Paul Elwood: a forty-four smokeless

a forty-four smokeless

a forty-four smokeless was commissioned by Zeitgeist with funds from the American Composers Forum Jerome Commissioning Program in 2007. The ensemble requested a composition with five-string banjo; composer Paul Elwood wrote the banjo part for himself, and the piece is based on the Appalachian folk tune Little Sadie. Little is known about the factual events in the song about a man named Lee Brown who dispassionately murders a woman named Little Sadie. It is thought the events occurred in North Carolina because that is the only place where a town named Thomasville is only 60 miles from a town named Jericho, where Brown, in the song, says he ran after the murder. It is a curious tune in which the murderer expresses no remorse – and no reason for the killing is given. One verse of the song, not used in this composition, says “ Forty one days, forty one nights, forty one years to wear the ball and the stripes; I'll be here for the rest of my life, and all I done was kill my wife.” In spite of the dark nature of the text, as is the case with many folk songs, the tune has entered the common repertoire of many bluegrass and old-time bands. Some melodic and harmonic material in the composition is derived from Little Sadie, but the piece also wanders freely amongst other musical material exploring the coloristic and harmonic combinations of the diverse instruments in the ensemble. The composition is dedicated to Zeitgeist.

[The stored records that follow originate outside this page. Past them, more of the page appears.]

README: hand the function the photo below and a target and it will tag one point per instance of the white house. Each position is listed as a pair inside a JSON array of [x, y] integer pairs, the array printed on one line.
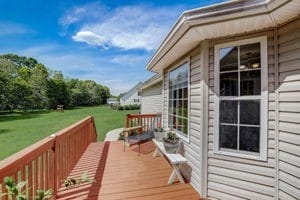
[[231, 90], [132, 96], [112, 101], [151, 95]]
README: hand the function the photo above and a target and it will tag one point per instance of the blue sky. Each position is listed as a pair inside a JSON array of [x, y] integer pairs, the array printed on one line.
[[106, 41]]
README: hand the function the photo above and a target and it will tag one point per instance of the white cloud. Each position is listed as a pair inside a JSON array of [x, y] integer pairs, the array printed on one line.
[[90, 38], [130, 27], [128, 60]]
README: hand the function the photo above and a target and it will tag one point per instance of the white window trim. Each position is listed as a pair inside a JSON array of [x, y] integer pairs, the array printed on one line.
[[262, 155], [185, 61]]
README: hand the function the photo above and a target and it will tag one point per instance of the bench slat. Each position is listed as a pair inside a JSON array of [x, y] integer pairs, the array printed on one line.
[[173, 158]]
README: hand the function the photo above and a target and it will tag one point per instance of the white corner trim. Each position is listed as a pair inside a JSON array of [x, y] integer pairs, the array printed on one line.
[[264, 99], [187, 61]]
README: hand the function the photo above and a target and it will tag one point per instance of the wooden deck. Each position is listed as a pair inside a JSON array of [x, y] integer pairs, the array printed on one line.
[[125, 175]]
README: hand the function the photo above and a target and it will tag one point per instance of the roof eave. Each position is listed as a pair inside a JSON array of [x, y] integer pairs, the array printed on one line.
[[211, 15]]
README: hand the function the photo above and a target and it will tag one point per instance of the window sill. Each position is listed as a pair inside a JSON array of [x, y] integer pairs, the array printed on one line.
[[182, 137], [241, 155]]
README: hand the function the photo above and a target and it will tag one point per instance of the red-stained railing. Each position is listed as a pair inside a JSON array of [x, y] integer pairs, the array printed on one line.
[[47, 163], [147, 121]]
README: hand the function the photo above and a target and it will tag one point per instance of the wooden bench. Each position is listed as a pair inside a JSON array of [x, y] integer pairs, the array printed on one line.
[[175, 160], [138, 138]]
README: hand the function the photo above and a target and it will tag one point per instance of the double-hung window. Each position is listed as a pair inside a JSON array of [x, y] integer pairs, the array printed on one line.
[[241, 88], [178, 83]]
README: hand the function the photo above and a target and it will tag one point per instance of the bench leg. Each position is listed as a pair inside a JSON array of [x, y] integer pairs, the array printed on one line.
[[156, 152], [139, 148], [176, 172]]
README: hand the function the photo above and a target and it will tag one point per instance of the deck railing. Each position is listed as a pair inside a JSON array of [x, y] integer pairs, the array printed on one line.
[[47, 163], [147, 121]]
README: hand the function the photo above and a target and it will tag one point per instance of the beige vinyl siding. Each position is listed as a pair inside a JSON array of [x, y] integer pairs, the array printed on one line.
[[152, 99], [191, 147], [289, 110], [238, 178]]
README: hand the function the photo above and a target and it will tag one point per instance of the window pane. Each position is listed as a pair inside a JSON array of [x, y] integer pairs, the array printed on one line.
[[185, 92], [249, 138], [250, 56], [180, 124], [170, 107], [228, 137], [229, 84], [228, 112], [174, 122], [185, 126], [228, 59], [170, 121], [250, 83], [250, 112], [180, 93], [174, 107], [179, 108], [185, 108], [178, 79]]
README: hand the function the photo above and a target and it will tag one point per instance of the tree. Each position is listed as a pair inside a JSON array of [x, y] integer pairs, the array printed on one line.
[[57, 91]]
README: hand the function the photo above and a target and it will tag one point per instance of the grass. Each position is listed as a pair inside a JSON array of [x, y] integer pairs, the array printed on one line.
[[19, 130]]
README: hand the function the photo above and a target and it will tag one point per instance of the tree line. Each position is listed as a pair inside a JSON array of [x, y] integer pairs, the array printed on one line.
[[26, 84]]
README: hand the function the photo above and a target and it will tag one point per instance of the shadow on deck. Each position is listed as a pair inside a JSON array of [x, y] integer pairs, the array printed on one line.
[[125, 175]]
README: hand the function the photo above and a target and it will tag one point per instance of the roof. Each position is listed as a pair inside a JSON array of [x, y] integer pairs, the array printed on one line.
[[136, 87], [220, 20], [152, 81]]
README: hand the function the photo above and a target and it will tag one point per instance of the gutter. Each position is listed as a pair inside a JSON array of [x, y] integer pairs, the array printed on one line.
[[214, 14]]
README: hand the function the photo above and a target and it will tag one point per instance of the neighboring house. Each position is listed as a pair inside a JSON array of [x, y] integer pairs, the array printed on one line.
[[132, 96], [112, 101], [232, 93], [151, 95]]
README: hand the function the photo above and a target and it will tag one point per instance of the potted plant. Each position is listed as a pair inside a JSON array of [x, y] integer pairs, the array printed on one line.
[[171, 142], [159, 133]]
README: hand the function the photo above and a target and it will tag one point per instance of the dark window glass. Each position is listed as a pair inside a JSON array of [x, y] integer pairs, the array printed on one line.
[[178, 107], [228, 112], [250, 112], [250, 83], [229, 84], [185, 92], [228, 137], [174, 96], [180, 124], [170, 106], [185, 126], [250, 56], [180, 93], [174, 122], [185, 108], [228, 59], [170, 121], [249, 138]]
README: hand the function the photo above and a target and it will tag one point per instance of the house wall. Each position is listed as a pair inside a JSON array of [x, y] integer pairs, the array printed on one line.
[[129, 98], [289, 110], [151, 100], [192, 147], [230, 177], [279, 176], [238, 178]]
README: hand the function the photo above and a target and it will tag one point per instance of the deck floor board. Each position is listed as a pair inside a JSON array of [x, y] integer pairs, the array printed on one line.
[[125, 175]]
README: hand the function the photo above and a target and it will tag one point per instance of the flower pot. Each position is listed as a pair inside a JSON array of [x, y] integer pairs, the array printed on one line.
[[159, 136], [171, 147]]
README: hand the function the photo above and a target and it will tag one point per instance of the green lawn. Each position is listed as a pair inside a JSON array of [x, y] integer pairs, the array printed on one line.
[[19, 130]]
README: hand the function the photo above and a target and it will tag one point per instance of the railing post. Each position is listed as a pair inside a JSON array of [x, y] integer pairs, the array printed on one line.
[[127, 120], [54, 166]]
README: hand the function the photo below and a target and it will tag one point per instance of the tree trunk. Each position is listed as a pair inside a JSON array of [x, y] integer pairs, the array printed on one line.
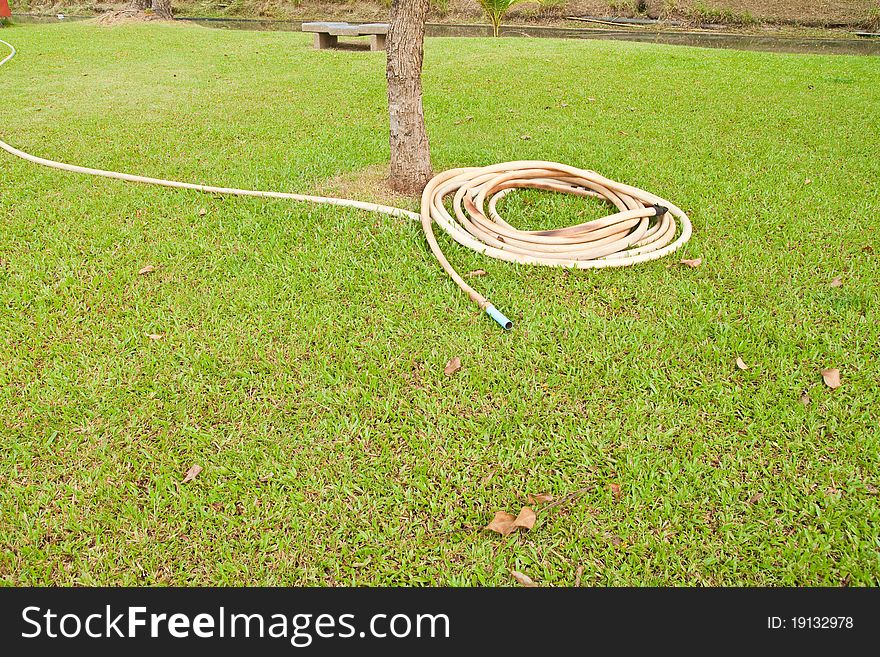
[[162, 9], [410, 155]]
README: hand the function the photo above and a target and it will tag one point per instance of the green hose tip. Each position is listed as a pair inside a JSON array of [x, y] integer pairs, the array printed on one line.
[[499, 317]]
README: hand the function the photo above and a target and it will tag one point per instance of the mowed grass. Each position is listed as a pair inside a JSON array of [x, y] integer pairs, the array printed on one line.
[[303, 347]]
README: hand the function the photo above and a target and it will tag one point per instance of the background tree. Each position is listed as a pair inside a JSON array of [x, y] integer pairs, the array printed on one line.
[[162, 9], [410, 154], [495, 10]]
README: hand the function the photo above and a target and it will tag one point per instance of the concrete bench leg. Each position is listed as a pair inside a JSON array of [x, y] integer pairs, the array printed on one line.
[[324, 40]]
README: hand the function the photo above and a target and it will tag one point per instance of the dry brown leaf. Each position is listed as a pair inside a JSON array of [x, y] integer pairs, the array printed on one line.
[[522, 578], [525, 519], [191, 474], [615, 491], [452, 366], [831, 376], [502, 523], [540, 498]]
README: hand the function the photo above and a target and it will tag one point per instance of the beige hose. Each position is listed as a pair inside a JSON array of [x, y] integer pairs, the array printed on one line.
[[642, 229]]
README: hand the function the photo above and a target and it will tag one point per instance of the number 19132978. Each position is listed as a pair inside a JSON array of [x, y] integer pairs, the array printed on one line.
[[810, 623]]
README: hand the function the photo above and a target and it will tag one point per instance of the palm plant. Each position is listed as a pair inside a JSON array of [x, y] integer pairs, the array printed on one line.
[[495, 11]]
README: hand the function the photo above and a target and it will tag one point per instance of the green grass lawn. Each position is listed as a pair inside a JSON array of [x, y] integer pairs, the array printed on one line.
[[303, 347]]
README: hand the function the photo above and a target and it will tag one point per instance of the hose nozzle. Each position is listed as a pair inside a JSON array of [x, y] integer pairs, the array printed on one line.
[[499, 317]]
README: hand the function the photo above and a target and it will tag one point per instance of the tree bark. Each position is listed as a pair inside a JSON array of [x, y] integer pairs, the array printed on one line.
[[162, 9], [410, 154]]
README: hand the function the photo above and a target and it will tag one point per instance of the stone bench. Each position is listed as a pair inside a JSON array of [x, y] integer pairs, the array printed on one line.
[[327, 34]]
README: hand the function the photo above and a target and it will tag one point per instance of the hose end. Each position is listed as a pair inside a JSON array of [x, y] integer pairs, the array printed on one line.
[[499, 317]]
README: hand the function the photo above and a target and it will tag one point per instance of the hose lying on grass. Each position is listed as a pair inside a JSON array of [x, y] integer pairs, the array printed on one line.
[[644, 227]]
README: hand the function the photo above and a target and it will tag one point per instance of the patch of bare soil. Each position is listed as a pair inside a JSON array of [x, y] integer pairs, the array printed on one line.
[[369, 184], [124, 17]]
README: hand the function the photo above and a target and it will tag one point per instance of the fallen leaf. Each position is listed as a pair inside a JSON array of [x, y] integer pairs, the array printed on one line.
[[191, 474], [525, 519], [452, 366], [831, 376], [522, 578], [502, 523], [540, 498]]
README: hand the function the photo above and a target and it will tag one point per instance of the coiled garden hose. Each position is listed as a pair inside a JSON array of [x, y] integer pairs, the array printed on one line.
[[643, 228]]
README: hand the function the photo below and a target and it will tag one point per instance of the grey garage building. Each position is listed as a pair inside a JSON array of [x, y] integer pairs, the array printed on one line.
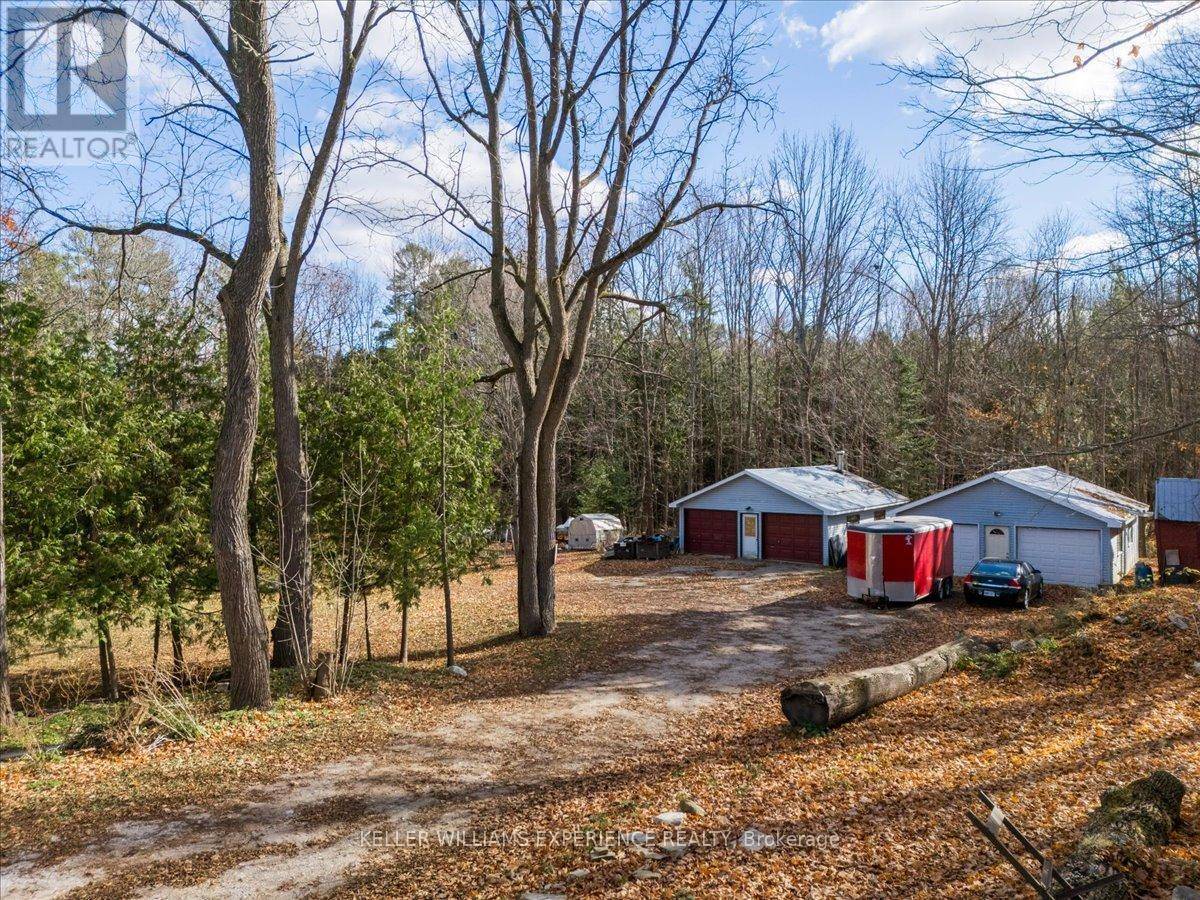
[[793, 513], [1075, 532]]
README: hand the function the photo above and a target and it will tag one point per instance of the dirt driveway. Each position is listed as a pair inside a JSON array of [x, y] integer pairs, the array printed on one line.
[[306, 833]]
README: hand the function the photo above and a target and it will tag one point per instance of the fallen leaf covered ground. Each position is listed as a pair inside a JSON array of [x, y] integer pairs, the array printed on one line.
[[871, 809]]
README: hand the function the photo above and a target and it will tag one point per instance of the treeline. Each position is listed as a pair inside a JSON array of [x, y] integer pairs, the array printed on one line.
[[900, 322], [111, 397]]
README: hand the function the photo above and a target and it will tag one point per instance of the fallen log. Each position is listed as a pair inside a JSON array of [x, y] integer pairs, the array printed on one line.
[[839, 699], [1129, 817]]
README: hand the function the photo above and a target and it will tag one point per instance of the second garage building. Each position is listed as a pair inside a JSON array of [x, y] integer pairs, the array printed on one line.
[[1074, 531], [797, 513]]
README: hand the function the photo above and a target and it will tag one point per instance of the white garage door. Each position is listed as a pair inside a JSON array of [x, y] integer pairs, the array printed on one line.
[[966, 549], [1066, 556]]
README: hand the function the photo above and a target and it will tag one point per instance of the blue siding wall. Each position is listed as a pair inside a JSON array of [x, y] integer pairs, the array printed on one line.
[[996, 503], [745, 491]]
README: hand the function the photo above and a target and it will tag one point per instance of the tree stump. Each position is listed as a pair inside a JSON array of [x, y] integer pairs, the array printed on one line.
[[1132, 816], [839, 699], [322, 687]]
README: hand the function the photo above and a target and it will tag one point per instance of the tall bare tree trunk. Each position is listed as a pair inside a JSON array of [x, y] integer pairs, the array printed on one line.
[[6, 717], [108, 687], [240, 298], [292, 635], [403, 634], [178, 671], [445, 513], [547, 545], [528, 609]]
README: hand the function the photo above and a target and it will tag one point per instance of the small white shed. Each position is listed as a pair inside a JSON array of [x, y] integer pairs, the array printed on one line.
[[593, 531]]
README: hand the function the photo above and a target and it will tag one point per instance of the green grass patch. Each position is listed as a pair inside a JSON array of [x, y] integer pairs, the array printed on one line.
[[34, 732], [993, 665]]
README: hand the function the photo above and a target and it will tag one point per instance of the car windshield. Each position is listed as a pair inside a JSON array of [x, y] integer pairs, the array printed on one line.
[[1006, 569]]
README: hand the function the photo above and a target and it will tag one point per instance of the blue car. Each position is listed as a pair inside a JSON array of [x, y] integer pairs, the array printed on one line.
[[1008, 580]]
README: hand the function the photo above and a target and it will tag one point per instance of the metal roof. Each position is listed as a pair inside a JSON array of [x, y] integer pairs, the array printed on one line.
[[901, 525], [826, 487], [1177, 498], [1050, 484]]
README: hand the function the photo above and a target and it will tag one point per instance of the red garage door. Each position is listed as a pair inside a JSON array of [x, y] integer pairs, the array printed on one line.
[[711, 531], [790, 537]]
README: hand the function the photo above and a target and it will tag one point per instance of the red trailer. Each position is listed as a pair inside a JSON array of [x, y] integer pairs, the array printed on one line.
[[901, 559]]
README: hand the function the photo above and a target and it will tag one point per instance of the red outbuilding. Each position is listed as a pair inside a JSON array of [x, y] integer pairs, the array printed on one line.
[[1177, 522], [901, 559]]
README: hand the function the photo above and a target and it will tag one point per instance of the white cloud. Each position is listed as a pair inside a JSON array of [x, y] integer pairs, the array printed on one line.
[[903, 30], [1087, 245], [796, 27]]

Little Sadie (Traditional)

Went out one night for to make a little round
Ran into Little Sadie and I shot her down.
Went back home and got in my bed
A forty-four smokeless under my head.

Woke up the next mornin’ bout half past nine
The hacks and the buggies all standin’ in a line
The gents and the gamblers all standin’ around
Carryin’ Little Sadie to her buryin’ ground.

I began to think what a deed I done
I grab’d my hat and away I run
Gave a good run but a little too slow
They overtook me in Jericho.

Standin’ on the corner just a readin’ the bill
When up stepped the sheriff from Thomasville
He said “Young man ain’t your name Brown?
Remember that night you shot Sadie down?”

I said, “Yes sir, my name is Lee
And I murdered Little Sadie in the first degree.
First degree and second degree,
If you have any papers won’t you read ‘em to me.”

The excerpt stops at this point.